With more than 70 kids signed up to his boxing classes each week – they are the latest of hundreds who have passed through John’s gym doors.
“The kids come in here from a range of backgrounds,” John says. “Some are really shy, wouldn’t say boo to a goose, or they’re a jack the lad. Whichever way they are if they stick at it with us, we can sort them out. Fitness, mental health, challenges and discipline are the key.”
Many of the so-called ‘tear-away teens’, are inspired by the club’s camaraderie and training, and have gone on to find rewarding careers in the armed forces.
“Lots of the kids have gone into the services. Most of them go into the paras,” adds John.
“I remember this one kid was so shy, I’d look around the gym and think, I’m sure we’re missing one here. He couldn’t even look me in the eye or say hello, I’d just see a small pair of feet under a punch bag! “This kid came from a challenging background, was drinking and all that.
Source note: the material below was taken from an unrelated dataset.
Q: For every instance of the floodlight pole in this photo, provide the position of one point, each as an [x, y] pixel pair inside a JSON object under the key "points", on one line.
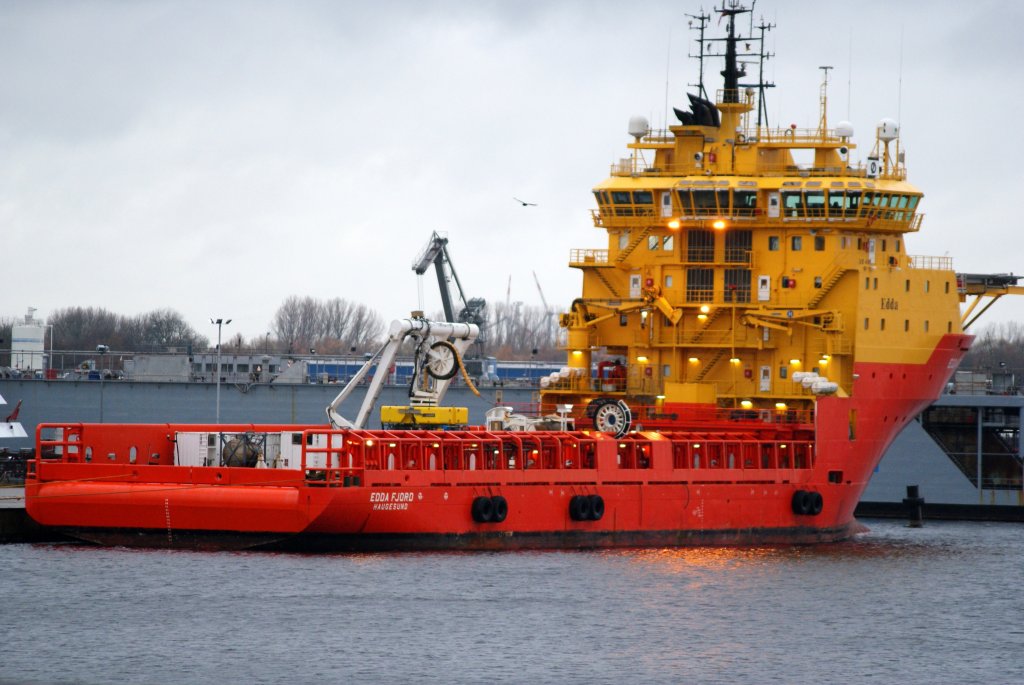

Now he’s in the Royal Marines, and he still comes back and coaches for us when he’s on leave. It’s brilliant to see – makes it all worthwhile.”
Another former club member and success story is Ellis Nuttall who was 14 when she began boxing with the club. Ellis went on to win a national title aged 18 and has now opened a boxing club of her own, in Wigan.
Not all youngsters at Clayton Amateur Boxing Club are from troubled backgrounds. Take 12-year-old Bradley Hargreaves whose mum and dad Rachel and Mark sensed their son could head down the wrong path and took him to John.
“We weren’t happy with the children Bradley was hanging around with,” says mum Rachel. “We noticed he was retreating into himself a lot. Not really communicating with me or his dad.” Mark adds: “We heard that Bradley was in the park one night with his mates, supposedly playing football, but some of them were drinking and smoking. We fetched him from the park and brought him down here to John -and he’s never looked back. How Bradley has changed as a person is unreal.” Rachel nods in agreement: “It’s like he’s skipped forward a few years – mentally and physically.
“What John and the team here do here for kids is remarkable really.” Mark adds: “They do it for virtually nothing as well – £5 for three sessions a week.”